The statement was a win for Tusk, who last week announced that Poland would temporarily suspend asylum rights for migrants headed to his country via its border with Belarus. The influx, he said, had been orchestrated by Russia as part of “hybrid warfare” tactics designed to destabilize Poland.

“Exceptional situations require appropriate measures,” the statement went on.

Tusk wanted the EU to back the idea that a country can invoke security reasons as justification for suspending asylum rights — and he got it.

“I have just come from a meeting with all the most important leaders and what I wanted to achieve, I achieved,” Tusk told journalists.

The statement was a win for Donald Tusk, who last week announced that Poland would temporarily suspend asylum rights for migrants headed to his country via its border with Belarus. | Omar Marques/Getty Images

Danish Prime Minister Mette Frederiksen praised the discussion among leaders as being “finally more realistic and honest when it comes to migrants and asylum seekers,” according to a EU diplomat with knowledge of exchanges between leaders. They were granted anonymity to speak freely about the private conversation, as were others quoted in this story.
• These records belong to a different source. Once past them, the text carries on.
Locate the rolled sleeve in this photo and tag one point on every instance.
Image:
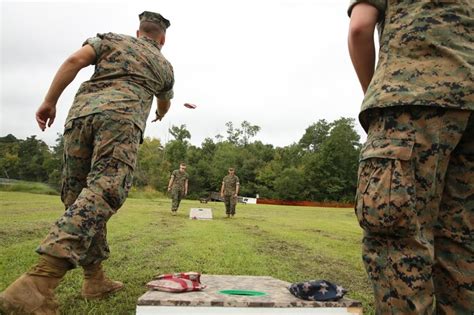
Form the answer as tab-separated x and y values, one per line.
96	43
381	5
165	95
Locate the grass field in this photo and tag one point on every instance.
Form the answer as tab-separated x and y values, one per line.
288	243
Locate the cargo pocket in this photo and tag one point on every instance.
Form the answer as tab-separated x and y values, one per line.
385	198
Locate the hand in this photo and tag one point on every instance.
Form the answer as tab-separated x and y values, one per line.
158	117
45	115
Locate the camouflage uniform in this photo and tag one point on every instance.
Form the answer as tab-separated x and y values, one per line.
178	188
230	183
102	133
416	174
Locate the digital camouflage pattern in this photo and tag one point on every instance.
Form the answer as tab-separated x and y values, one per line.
101	138
415	202
178	188
128	73
230	186
156	18
426	55
100	153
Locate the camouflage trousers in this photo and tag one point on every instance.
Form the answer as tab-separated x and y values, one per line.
99	157
415	203
176	196
230	202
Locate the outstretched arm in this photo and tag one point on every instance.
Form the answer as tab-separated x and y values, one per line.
361	42
65	75
162	108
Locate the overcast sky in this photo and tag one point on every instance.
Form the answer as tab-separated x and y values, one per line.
279	64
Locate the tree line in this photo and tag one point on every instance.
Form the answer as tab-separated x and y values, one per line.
321	166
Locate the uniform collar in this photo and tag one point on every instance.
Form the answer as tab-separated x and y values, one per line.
151	41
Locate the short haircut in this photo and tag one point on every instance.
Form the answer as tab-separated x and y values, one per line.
151	28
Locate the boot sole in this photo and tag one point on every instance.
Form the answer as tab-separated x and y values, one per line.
102	294
7	307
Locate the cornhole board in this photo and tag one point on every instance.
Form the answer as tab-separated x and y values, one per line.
200	213
278	300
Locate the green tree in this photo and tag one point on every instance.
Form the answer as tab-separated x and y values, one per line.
332	171
315	135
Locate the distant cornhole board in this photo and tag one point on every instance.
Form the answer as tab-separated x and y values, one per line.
200	214
248	295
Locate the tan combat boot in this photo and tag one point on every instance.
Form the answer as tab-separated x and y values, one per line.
96	284
33	292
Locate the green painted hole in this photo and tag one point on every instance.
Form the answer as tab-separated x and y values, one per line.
242	292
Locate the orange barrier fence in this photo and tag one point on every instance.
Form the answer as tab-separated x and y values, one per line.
327	204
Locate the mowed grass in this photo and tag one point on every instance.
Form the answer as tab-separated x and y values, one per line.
288	243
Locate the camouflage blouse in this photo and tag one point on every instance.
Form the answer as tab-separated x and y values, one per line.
230	184
128	73
426	54
179	179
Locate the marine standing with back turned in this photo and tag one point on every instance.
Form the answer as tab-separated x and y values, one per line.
178	186
102	132
229	191
415	195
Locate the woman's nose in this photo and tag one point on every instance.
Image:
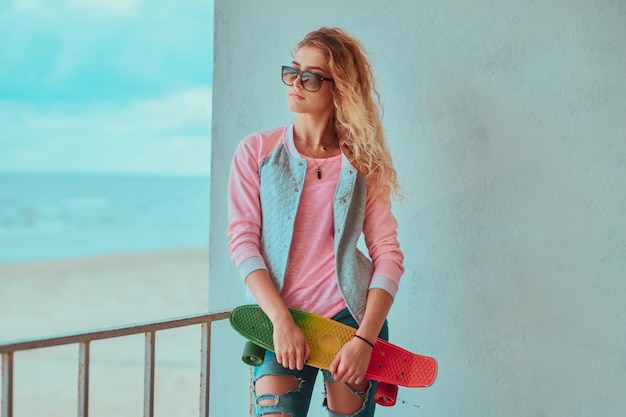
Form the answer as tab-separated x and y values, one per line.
297	82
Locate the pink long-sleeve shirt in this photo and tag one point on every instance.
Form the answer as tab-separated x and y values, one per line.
310	281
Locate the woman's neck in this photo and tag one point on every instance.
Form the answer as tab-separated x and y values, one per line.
316	133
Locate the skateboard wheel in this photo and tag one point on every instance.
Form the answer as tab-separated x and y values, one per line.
253	354
386	394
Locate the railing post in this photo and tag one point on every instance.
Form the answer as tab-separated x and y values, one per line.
83	379
148	382
205	370
7	384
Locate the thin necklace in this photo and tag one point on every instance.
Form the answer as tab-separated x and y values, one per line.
319	166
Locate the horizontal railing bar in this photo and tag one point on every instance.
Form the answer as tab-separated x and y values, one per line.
113	332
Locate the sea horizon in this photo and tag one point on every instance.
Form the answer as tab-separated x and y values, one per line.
64	215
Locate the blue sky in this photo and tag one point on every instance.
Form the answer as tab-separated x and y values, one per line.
100	86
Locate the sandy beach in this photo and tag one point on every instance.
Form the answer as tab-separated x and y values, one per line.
67	296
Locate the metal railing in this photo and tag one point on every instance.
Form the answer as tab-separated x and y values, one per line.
84	340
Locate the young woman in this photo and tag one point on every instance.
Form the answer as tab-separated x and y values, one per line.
300	197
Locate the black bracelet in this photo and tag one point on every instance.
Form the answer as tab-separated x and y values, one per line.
365	340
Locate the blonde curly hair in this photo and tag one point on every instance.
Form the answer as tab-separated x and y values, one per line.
357	114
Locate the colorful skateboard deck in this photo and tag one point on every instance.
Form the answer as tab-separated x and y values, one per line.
389	363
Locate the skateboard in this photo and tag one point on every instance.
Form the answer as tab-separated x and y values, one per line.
390	365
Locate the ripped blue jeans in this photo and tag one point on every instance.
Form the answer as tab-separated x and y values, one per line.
295	403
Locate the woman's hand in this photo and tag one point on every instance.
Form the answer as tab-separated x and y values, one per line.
351	362
290	345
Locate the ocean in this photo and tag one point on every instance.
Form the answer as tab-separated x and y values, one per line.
68	216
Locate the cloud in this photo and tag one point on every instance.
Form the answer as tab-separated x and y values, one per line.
170	135
106	85
104	49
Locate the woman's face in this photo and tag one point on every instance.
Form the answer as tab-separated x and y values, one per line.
302	101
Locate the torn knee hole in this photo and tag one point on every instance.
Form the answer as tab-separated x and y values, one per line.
269	388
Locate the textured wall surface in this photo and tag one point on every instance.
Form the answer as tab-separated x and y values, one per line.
507	122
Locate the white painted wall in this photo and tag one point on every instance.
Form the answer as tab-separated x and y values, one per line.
507	121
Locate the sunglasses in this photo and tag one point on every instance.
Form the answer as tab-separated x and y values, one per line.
310	81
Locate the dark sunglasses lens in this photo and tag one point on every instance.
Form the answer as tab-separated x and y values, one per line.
310	81
289	75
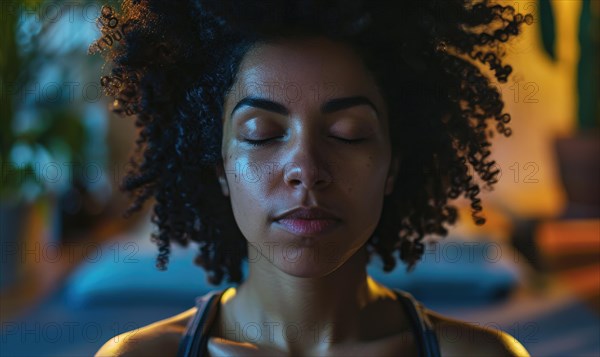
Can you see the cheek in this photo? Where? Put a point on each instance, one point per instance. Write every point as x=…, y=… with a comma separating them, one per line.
x=248, y=193
x=364, y=186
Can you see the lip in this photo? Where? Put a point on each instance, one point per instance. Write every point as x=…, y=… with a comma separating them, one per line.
x=307, y=226
x=307, y=213
x=307, y=221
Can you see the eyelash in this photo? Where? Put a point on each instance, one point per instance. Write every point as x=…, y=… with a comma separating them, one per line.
x=266, y=141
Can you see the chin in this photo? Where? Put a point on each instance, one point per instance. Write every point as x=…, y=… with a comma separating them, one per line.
x=306, y=266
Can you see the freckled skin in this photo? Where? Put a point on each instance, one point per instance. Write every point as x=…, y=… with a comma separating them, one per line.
x=332, y=294
x=353, y=187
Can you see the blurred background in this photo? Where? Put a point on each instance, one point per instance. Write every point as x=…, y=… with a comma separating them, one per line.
x=75, y=273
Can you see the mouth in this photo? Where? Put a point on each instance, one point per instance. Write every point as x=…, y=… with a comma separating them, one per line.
x=301, y=226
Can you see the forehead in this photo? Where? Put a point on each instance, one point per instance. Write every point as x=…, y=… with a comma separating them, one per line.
x=314, y=67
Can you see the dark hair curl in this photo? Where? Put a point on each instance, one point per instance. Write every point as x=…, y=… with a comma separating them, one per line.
x=174, y=61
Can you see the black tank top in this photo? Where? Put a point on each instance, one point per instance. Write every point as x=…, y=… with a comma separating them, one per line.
x=194, y=342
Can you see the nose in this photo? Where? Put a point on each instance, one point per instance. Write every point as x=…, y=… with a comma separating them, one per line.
x=308, y=167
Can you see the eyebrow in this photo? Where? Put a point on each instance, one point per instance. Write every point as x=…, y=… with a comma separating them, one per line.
x=330, y=106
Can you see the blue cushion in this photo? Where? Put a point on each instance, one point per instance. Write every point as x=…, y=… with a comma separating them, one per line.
x=454, y=270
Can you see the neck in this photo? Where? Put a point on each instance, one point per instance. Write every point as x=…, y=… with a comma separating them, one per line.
x=304, y=314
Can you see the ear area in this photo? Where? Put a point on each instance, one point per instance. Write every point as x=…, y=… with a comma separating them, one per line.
x=392, y=174
x=220, y=171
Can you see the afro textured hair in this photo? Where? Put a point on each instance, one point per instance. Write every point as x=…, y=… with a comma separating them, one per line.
x=173, y=62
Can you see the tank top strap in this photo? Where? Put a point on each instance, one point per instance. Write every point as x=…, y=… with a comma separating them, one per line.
x=196, y=336
x=423, y=327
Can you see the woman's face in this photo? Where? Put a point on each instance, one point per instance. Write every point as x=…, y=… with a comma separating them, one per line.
x=308, y=97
“We need a strategic discussion,” Frederiksen reportedly said.

A second EU diplomat added that talks had been “quite good” and “not so divisive” — a change from contentious earlier meetings on migration.

Reflecting a harsher tone on migration from EU leaders after a surge in support for right-wing parties, the final statement also called for “determined action at all levels to facilitate, increase and speed up returns from the European Union, using all relevant EU policies, instruments and tools, including diplomacy, development, trade and visas.”

The first diplomat and one other EU diplomat said they now expected the European Commission to work on legislation that would facilitate deportations from the bloc, create a legal framework to set up processing centers outside its borders, and explicitly allow countries to invoke security to shut their external borders.

That said, European Commission President Ursula von der Leyen faced pointed questions about the legality and feasability of the proposed fixes for migration.

“You have to be very clear that you have a state actor [that] is having a hybrid attack against the country,” she said when asked how the Commission might design rules on suspending asylum rights.

Quizzed about ethical considerations around migrant processing centers, the EU executive leader said there were “open questions” as to how such centers would function.

The final conclusions carried no mention of the EU’s Migration and Asylum Pact, which was finalized earlier this year but faces criticism from a number of countries, including Poland. That was another victory for Tusk, who had opposed including any mention.